3. The method recited in claim 1, wherein said combination of terms comprises at least one of a transcendental function, a polynomial function, and a Boolean function.

4. The method recited in claim 1, wherein said first set of known data and said second set of known data respectively comprise known input data and corresponding known output data for said real system.

5. The method recited in claim 1, wherein said first set of known data and said second set of known data both comprise known output data for said real system.

6. The method recited in claim 1, wherein said first set of known data and said second set of known data both comprise known input data for said real system.

7. The method as recited in claim 1, wherein said first set of known data and said second set of known data are a subset of all known data for said real system.

8. The method recited in claim 7, wherein said subset of all known data is utilized to produce said refined mathematical representation of said system and remaining data of said all known data is utilized to test said refined mathematical representation for coherence over a fuller range of data.

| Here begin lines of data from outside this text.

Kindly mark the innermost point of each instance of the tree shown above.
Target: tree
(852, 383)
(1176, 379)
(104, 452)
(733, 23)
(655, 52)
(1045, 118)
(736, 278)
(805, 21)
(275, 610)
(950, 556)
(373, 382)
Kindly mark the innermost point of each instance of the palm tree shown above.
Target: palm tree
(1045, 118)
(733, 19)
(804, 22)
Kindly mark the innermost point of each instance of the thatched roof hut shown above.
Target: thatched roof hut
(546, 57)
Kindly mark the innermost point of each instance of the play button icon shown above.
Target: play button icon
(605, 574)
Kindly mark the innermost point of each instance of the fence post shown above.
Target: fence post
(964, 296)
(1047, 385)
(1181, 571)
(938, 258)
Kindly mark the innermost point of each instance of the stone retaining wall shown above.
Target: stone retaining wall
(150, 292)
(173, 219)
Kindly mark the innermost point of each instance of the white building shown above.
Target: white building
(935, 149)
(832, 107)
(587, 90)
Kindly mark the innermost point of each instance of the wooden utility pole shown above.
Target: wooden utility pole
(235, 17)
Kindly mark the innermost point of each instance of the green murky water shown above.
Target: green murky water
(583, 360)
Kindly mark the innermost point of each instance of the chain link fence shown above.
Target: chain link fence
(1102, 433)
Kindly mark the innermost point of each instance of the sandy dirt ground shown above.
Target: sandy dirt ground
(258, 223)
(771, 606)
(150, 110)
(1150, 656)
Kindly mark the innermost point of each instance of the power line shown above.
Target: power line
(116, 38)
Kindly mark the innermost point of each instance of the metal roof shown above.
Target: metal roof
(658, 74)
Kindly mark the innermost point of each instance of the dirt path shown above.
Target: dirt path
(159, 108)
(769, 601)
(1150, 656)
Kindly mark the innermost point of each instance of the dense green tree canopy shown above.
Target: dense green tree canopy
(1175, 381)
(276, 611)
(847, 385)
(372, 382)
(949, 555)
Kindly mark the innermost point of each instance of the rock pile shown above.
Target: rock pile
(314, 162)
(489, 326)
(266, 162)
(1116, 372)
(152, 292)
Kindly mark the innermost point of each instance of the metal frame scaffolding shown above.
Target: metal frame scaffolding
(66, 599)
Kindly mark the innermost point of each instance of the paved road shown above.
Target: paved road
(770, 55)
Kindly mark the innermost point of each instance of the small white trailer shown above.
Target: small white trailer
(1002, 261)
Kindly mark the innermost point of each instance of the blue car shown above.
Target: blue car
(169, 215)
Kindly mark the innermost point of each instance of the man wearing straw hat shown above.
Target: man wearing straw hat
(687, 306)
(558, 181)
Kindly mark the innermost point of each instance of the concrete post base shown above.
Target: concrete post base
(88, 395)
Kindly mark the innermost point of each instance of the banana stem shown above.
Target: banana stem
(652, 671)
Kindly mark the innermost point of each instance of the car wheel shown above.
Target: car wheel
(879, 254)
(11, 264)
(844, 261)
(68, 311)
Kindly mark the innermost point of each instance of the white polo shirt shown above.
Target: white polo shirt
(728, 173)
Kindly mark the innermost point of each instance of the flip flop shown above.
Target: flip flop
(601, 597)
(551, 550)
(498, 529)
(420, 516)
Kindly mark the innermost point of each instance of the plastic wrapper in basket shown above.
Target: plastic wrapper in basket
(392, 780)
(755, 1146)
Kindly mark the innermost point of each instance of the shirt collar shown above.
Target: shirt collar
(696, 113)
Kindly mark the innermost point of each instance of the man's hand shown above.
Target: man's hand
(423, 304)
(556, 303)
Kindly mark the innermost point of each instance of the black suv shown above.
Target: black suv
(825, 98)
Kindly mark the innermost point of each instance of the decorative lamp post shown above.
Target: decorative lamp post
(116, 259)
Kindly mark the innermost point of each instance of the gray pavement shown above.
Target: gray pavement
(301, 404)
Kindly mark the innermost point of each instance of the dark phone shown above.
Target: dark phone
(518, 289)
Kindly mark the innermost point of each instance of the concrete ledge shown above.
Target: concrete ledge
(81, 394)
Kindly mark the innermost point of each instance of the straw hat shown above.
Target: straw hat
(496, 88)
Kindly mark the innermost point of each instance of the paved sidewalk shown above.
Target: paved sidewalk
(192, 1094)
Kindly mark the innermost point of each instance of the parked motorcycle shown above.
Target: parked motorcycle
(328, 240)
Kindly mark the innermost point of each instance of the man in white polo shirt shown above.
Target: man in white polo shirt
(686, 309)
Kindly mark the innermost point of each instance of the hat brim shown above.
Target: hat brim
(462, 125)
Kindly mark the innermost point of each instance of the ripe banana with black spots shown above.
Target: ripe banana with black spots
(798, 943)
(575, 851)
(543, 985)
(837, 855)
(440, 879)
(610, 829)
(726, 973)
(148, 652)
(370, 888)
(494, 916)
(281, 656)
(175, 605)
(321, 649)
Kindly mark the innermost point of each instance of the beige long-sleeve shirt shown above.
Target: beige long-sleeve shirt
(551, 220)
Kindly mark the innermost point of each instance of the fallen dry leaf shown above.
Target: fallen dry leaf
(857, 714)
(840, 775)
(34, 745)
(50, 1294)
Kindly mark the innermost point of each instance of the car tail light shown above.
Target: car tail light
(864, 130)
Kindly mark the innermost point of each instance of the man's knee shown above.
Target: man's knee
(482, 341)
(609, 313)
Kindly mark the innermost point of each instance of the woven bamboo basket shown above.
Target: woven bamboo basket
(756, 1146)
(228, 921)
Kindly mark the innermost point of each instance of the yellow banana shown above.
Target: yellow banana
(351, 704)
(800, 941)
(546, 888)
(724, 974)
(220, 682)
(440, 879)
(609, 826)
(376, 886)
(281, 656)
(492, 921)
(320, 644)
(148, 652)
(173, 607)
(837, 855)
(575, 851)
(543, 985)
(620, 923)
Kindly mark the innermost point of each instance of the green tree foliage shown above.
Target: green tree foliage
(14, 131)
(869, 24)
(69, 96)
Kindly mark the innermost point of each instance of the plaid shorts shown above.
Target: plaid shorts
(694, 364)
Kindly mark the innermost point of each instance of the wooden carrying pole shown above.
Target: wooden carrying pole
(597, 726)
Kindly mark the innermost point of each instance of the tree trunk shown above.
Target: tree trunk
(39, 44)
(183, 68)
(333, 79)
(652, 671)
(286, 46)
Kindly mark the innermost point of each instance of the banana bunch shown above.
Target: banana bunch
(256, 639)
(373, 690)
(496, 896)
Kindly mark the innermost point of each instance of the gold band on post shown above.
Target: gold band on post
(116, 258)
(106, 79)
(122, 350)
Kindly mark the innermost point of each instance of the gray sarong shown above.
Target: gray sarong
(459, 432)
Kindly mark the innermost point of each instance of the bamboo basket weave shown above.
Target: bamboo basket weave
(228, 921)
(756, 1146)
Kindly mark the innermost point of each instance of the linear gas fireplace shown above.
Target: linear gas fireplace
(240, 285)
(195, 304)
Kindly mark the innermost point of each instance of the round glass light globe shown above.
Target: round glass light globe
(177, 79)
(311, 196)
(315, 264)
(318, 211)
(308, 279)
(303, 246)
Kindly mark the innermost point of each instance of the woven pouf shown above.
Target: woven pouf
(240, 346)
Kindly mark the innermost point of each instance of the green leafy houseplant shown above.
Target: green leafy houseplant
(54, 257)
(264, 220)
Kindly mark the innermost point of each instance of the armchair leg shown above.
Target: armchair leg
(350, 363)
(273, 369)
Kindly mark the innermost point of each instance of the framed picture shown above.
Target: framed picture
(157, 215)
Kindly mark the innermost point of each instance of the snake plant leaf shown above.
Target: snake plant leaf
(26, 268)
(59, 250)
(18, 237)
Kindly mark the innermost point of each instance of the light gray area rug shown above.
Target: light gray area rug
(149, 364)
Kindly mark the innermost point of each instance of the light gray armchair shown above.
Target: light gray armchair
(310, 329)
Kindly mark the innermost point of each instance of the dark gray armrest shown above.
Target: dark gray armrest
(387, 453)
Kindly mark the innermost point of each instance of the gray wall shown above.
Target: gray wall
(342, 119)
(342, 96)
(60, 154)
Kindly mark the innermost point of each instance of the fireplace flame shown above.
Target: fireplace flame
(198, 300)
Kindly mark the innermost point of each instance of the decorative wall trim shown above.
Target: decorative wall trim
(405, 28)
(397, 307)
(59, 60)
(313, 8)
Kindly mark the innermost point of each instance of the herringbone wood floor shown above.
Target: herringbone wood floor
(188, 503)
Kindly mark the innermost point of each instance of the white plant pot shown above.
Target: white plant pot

9. The method recited in claim 1, wherein said measure of said error signals corresponds to a maximum error signal for the first and second sets of known data.

10. The method recited in claim 1, wherein said measure of said error signals is a root-mean-square (RMS) value of said error signals.

11. A system for constructing an artificial intelligence (AI) mathematical model of a system, comprising:

a processor; and,

a memory, said memory storing instructions which, when executed by said processor, are operative to: construct an initial mathematical representation of said system with a combination of terms, said terms comprising mathematical functions including independent variables dependent on an input signal; input a first set of known data to said initial mathematical representation to generate a corresponding set of output data; feed said corresponding set of output data of said initial mathematical representation and a second set of known data, correlated to said first set of known data, to a comparator, said comparator generating error signals representing a difference between members of said set of output data and correlated members of said second set of known data; iteratively vary a parameter of at least one of said combination of terms comprising said initial mathematical representation to produce a refined mathematical representation of said system until a measure of said error signals is reduced to a value wherein the set of corresponding output data of said refined mathematical representation over a desired range is approximately equivalent to said second set of known data.

12. The system recited in claim 11, wherein iteratively varying a parameter of at least one of said combination of terms includes setting a coefficient of each term to a value between 0 and 1 such that all coefficients sum to 1.

13. The system recited in claim 11, wherein said combination of terms comprises at least one of a transcendental function, polynomial function, and a Boolean function.

14. The system recited in claim 11, wherein said first set of known data and said second set of known data respectively comprise known input data and corresponding known output data for said real system.

15. The system recited in claim 11, wherein said first set of known data and said second set of known data both comprise known output data for said real system.

16. The system recited in claim 11, wherein said first set of known data and said second set of known data both comprise known input data for said real system.

17. The system as recited in claim 11, wherein said first set of known data and said second set of known data are a subset of all known data for said real system.

18. The system recited in claim 17, wherein said subset of all known data is utilized to produce said refined mathematical representation of said system and remaining data of said all known data is utilized to test said refined mathematical representation for coherence over a fuller range of data.

19. The system recited in claim 11, wherein said measure of said error signals corresponds to a maximum error signal for the first and second sets of known data.

20. The system recited in claim 11, wherein said measure of said error signals is a root-mean-square (RMS) value of said error signals.